Il ministro tedesco Karl-Theodor zu Guttenberg, accusato d’aver copiato parte della tesi di dottorato, s’è dimesso. Proviamo a immaginare cosa sarebbe accaduto in Italia.
Il ministro Carlo T. Gutti - nome di fantasia - viene accusato d’aver copiato la tesi di laurea. Per giorni evita ogni uscita pubblica, rinunciando anche a due inaugurazioni, un'escursione familiare con l’auto blu e un invito a “Ballarò”. Raggiunto finalmente dai cronisti, nega tutto: “Chiunque s’azzardi a dire che ho copiato la tesi se la vedrà con me in tribunale!”. I compagni di partito confidano ai giornalisti: “Gutti? Ma sarebbe stato bocciato anche al Cepu! Un dottorato? Impossibile.” Il titolo di studio è però visibile dietro la scrivania ministeriale, tra le foto con cardinali, capi di Stato e Francesco Totti. L’on. Gutti deve spiegare: ha preso la laurea? L’ha copiata? L’ha comprata?
Preoccupato, lancia la controffensiva. I media governativi sostengono che “le accuse sono risibili”. Una trasmissione TV dimostra, con un plastico, che il ministro Gutti, se avesse copiato la tesi, sarebbe giustificato: la facoltà dove ha studiato è labirintica, e il relatore è noto per non farsi trovare dagli studenti. L’opposizione, uscendo dal consueto stato catatonico, grida il proprio sdegno: «La vicenda Gutti rappresenta un chiodo nella bara della democrazia!», dice un portavoce. Gli ascoltatori fanno gli scongiuri e il portavoce non verrà più invitato.
Il premier, tuttavia, è preoccupato. Ha sul tavolo una lettera firmata da circa 23 accademici (tutti prossimi alla pensione), dottorandi e semplici cittadini: nella missiva si critica la gestione dell’affaire Gutti, “che rischia di trasformare la laurea in una parodia”. Un consigliere commenta, rispettoso, che la laurea in Italia è già una parodia. Ma il capo non è convinto. “Alle mamme quel pezzo di carta interessa, dicono i sondaggi. Meglio convocare i direttori dei Tg e vedere cosa ne pensano”.

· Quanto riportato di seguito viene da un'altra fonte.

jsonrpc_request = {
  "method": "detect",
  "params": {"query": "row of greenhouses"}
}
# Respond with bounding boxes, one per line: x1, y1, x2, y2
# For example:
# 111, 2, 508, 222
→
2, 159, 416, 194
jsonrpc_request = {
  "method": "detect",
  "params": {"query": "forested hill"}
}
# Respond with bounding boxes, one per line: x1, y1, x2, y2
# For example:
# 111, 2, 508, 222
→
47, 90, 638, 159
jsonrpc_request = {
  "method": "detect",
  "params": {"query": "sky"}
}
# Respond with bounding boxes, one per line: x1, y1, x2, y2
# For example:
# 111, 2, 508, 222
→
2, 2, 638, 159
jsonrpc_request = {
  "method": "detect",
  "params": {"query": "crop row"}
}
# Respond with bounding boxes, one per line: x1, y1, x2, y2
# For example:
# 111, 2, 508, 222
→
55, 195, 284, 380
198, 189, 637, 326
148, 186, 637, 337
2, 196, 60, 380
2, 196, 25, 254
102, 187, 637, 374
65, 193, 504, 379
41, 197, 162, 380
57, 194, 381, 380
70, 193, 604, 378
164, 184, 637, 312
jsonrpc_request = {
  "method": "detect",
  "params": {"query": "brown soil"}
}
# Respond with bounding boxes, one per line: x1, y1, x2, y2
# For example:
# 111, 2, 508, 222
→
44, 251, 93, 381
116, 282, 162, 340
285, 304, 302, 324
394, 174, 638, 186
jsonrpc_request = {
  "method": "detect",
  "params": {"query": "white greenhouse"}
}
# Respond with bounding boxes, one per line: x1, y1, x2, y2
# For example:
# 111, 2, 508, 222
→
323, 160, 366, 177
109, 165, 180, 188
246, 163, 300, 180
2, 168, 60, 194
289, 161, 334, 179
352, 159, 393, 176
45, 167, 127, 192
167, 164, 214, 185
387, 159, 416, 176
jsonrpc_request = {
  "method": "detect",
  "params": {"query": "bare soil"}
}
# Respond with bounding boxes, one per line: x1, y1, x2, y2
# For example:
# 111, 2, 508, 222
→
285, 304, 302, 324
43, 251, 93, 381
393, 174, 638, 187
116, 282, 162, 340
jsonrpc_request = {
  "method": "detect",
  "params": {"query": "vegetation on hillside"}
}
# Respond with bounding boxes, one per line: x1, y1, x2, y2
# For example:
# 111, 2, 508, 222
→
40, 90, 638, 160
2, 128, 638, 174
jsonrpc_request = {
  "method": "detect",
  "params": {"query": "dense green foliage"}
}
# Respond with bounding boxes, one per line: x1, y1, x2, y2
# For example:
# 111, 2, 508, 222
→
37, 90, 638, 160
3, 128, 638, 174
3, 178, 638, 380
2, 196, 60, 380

Viene decisa una strategia. Tre ministre spiegheranno in Tv che si tratta di ‘gogna mediatica’, di un ‘golpe accademico’ e ‘di un brutto giorno per l’università italiana in quanto si vogliono dividere buoni e cattivi, seri e poco seri’. Il ministro in persona apparirà in lacrime al Tg4 stringendo al petto la tesi di laurea: “E’ mia! E’ mia!”.
Neppure questo produce i frutti sperati. Si tenta allora di minimizzare: “Così fan tutti”, è la nuova parola d’ordine. Gutti concorda un’intervista: ammette d’aver copiato, ma si scaglia contro i “giustizialisti in toga”. I commentatori liberali applaudono: tra i diritti dell’individuo c’è quello di copiare la tesi di laurea, sostengono (citando un’operetta giovanile di Hume dal titolo “Xerox if you can”). A Milano viene organizzata in fretta e furia una nuova manifestazione (“In mutande ma plagi”). Viene scelto il teatro degli Arcimboldi. Il Dal Verme infatti non basta a contenere tutti gli italiani che hanno scopiazzato la tesi di laurea. E oggi, finalmente, si sentono assolti.